The proposed rule would define any money donated by booster clubs or other groups and individuals to schools as public money subject to the same rules as all other public funding.
That means records of how the money is spent would be public, and the money would have to be spent in accordance with state bidding laws. Donors would be allowed to direct their money toward specific schools and programs, but not a specific employee, student, vendor or brand name.
Districts would also have to create their own policies addressing the collection, deposit and review of cash receipts, as well as donations, fundraising and spending.
"We just felt like there was really a need out there to put some statewide policy over these issues to give guidance to our districts, large and small and really kind of help increase understanding of what it means to have public funds," said Debra Roberts, board chair. "When a dollar becomes a public dollar there's a different requirement behind it."
Many districts already have such policies in place and are already supposed to follow such rules as general business practices, but there's some question as to how well those policies are being followed at the school level, said Natalie Grange, internal audit director for the state school board.

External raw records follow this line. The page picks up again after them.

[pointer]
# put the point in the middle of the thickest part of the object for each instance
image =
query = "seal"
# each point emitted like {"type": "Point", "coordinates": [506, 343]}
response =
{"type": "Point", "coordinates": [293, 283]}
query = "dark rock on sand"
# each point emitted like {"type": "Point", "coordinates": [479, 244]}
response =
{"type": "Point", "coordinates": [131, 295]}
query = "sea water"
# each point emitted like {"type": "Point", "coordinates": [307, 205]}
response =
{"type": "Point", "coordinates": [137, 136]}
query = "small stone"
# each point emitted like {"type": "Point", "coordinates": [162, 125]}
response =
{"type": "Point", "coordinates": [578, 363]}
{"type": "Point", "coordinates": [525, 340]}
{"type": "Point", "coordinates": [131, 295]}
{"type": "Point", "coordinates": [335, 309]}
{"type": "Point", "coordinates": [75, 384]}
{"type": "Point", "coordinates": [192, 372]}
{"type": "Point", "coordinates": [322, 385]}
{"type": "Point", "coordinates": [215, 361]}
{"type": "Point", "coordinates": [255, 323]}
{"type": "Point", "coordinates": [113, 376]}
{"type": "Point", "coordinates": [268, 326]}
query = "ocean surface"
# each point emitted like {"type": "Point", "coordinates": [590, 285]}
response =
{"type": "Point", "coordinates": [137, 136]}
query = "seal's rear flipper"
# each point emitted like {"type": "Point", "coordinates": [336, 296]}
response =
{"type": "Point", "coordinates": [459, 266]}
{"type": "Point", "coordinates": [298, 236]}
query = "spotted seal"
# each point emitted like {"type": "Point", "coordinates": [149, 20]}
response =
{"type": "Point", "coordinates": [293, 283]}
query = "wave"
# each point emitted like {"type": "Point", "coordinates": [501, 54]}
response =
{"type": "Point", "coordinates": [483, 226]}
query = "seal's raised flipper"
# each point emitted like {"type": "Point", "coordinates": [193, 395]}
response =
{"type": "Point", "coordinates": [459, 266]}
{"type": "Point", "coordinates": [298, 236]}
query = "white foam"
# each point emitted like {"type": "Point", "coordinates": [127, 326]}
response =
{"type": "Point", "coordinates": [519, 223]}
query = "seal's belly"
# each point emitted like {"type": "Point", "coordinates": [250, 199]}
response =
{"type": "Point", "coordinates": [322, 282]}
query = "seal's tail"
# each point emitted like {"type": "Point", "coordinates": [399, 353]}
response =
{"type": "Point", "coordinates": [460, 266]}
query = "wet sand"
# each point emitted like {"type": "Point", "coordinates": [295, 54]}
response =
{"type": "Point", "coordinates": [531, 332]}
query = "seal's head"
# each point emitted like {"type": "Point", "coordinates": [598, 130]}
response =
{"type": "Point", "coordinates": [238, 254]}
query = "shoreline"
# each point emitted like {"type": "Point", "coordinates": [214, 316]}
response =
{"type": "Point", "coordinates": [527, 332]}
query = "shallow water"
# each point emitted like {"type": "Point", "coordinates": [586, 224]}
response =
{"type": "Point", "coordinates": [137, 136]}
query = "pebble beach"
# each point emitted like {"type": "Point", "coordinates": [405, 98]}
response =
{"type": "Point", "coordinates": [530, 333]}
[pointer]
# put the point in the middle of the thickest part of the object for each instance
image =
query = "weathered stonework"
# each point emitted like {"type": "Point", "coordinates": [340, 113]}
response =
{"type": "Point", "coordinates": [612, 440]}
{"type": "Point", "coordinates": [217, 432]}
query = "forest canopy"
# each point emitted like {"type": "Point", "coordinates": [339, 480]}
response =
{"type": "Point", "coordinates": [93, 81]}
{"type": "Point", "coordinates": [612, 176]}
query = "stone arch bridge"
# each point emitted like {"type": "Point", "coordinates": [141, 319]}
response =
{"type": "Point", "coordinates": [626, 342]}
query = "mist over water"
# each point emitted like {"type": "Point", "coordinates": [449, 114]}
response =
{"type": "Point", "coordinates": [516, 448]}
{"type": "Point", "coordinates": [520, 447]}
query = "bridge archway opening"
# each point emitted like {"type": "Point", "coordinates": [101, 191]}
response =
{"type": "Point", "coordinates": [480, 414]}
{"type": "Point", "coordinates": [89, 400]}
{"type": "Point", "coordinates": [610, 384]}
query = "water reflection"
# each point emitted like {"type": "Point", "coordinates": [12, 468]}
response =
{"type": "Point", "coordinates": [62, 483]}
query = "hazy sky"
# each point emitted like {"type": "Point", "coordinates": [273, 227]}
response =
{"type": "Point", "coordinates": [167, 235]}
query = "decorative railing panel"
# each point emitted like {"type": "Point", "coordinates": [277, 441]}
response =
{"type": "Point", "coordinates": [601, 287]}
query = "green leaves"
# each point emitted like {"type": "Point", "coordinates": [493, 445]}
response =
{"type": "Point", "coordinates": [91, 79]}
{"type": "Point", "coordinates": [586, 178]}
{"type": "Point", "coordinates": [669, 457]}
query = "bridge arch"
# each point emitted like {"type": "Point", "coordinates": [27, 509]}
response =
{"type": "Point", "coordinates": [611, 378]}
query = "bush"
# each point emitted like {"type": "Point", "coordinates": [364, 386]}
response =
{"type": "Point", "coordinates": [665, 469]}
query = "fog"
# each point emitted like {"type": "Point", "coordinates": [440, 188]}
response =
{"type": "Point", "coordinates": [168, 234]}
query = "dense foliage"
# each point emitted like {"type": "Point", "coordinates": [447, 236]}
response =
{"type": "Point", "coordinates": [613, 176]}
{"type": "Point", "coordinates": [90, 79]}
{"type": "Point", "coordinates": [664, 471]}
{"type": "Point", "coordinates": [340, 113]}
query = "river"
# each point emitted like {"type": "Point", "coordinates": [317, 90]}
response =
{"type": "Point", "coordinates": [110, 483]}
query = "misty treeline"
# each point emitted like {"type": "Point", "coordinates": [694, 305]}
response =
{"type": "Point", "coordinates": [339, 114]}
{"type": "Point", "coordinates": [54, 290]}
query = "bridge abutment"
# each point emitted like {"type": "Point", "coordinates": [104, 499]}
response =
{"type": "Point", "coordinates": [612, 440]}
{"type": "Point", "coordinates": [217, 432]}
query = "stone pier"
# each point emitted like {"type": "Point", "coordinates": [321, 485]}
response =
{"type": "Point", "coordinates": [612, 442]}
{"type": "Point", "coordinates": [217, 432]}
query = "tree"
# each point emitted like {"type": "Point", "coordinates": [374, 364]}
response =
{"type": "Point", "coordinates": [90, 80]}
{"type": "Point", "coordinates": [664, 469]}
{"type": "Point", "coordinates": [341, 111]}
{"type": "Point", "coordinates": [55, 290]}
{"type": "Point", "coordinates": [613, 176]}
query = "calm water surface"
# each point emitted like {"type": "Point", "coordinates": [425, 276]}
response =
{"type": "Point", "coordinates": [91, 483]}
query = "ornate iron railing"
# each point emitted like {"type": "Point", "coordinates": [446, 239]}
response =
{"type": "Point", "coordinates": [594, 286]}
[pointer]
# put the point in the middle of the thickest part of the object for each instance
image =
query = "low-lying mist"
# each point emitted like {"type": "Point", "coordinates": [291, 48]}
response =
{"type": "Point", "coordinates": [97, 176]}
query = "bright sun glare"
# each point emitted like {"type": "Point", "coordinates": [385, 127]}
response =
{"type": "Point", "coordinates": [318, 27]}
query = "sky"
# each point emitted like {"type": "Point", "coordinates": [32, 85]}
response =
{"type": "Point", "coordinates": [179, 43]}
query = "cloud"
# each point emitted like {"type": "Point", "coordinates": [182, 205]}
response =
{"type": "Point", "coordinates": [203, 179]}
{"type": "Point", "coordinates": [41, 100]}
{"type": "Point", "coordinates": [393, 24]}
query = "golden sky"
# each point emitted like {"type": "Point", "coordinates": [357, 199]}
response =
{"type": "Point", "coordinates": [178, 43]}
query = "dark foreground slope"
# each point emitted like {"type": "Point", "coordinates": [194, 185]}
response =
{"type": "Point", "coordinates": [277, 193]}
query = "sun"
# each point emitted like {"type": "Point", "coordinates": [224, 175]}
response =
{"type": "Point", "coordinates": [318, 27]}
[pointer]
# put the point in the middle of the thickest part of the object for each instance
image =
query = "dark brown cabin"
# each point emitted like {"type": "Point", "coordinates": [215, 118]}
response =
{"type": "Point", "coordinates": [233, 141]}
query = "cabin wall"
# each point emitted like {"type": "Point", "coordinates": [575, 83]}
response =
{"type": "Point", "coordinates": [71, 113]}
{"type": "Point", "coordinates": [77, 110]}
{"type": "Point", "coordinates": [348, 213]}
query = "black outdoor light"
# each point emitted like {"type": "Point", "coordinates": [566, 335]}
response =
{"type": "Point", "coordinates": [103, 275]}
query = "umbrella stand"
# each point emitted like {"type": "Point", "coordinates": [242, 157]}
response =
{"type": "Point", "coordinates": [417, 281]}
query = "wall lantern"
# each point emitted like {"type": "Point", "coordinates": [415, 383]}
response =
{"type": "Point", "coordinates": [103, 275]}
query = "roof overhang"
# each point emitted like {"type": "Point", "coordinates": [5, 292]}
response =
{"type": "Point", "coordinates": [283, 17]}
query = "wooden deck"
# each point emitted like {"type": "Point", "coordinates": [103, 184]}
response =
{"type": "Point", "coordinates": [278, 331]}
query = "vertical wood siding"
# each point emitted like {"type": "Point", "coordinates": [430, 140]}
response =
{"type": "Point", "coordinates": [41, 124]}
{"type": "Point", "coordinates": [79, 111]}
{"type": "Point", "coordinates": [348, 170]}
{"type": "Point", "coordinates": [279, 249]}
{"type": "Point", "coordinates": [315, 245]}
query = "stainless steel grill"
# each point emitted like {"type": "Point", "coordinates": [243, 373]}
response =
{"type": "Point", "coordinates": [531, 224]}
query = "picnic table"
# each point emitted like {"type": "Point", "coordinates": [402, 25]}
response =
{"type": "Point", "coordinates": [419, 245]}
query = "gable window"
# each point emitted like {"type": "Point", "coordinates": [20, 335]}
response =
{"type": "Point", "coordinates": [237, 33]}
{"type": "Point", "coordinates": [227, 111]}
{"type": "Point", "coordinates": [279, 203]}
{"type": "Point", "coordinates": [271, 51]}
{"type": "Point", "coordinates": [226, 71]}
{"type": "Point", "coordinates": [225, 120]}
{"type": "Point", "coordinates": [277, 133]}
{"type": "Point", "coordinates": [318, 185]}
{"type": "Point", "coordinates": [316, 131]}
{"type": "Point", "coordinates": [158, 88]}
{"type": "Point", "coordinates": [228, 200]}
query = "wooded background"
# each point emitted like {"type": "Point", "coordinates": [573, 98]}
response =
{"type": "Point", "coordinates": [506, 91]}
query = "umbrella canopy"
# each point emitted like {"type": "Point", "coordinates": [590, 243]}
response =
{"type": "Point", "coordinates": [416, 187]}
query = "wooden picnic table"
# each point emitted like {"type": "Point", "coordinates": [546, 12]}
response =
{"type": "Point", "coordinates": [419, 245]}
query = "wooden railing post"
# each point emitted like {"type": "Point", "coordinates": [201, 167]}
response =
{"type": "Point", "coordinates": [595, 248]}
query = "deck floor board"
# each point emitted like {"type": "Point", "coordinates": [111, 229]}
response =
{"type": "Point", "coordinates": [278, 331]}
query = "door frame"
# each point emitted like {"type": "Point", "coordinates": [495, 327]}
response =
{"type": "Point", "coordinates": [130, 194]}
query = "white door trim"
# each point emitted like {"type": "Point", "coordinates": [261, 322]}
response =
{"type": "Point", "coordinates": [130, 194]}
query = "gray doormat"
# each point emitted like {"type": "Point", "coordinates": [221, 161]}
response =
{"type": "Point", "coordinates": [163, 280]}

Grange said the goal of the proposed rule is not to discourage people from donating but rather to protect schools and their employees from making the types of errors discovered at some schools.
Board member Mark Openshaw said Friday he was pleased to see a new rule being created.
"I think particularly these rules will help provide a structure because I think there's been a lot of offshore accounts and, for lack of a better word, just creative problems solving that maybe people that are well-intentioned may find themselves in a precarious audit situation, and I think we've seen examples of that," Openshaw said.
Openshaw coincidentally had a child playing for the Timpview High football team last year and the previous year when that school became embroiled in controversy. Timpview's coach, Louis Wong, resigned earlier this year following allegations of fiscal irresponsibility and policy violations. The state school board voted in September to suspend Wong's teaching license for 18 months. A state audit on Timpview suggested, among other things, that the state office develop guidelines for fundraising and donations to help school districts develop appropriate policies.
It was just one of a number of situations that preceded the new rule proposal.
Cottonwood High booster Scott Cate also recently said he was ending his association with that school after the Granite District changed its policy to prohibit donors, such as Cate, from coaching. Cate, who estimates he's donated millions to Cottonwood, had worked as an offensive coordinator for the school's football team.
Also, Roberts said as state office auditors traveled around Utah to train school employees on financial handling this year, they realized there's much confusion.
The board likely will officially pass the new rule within the next couple months.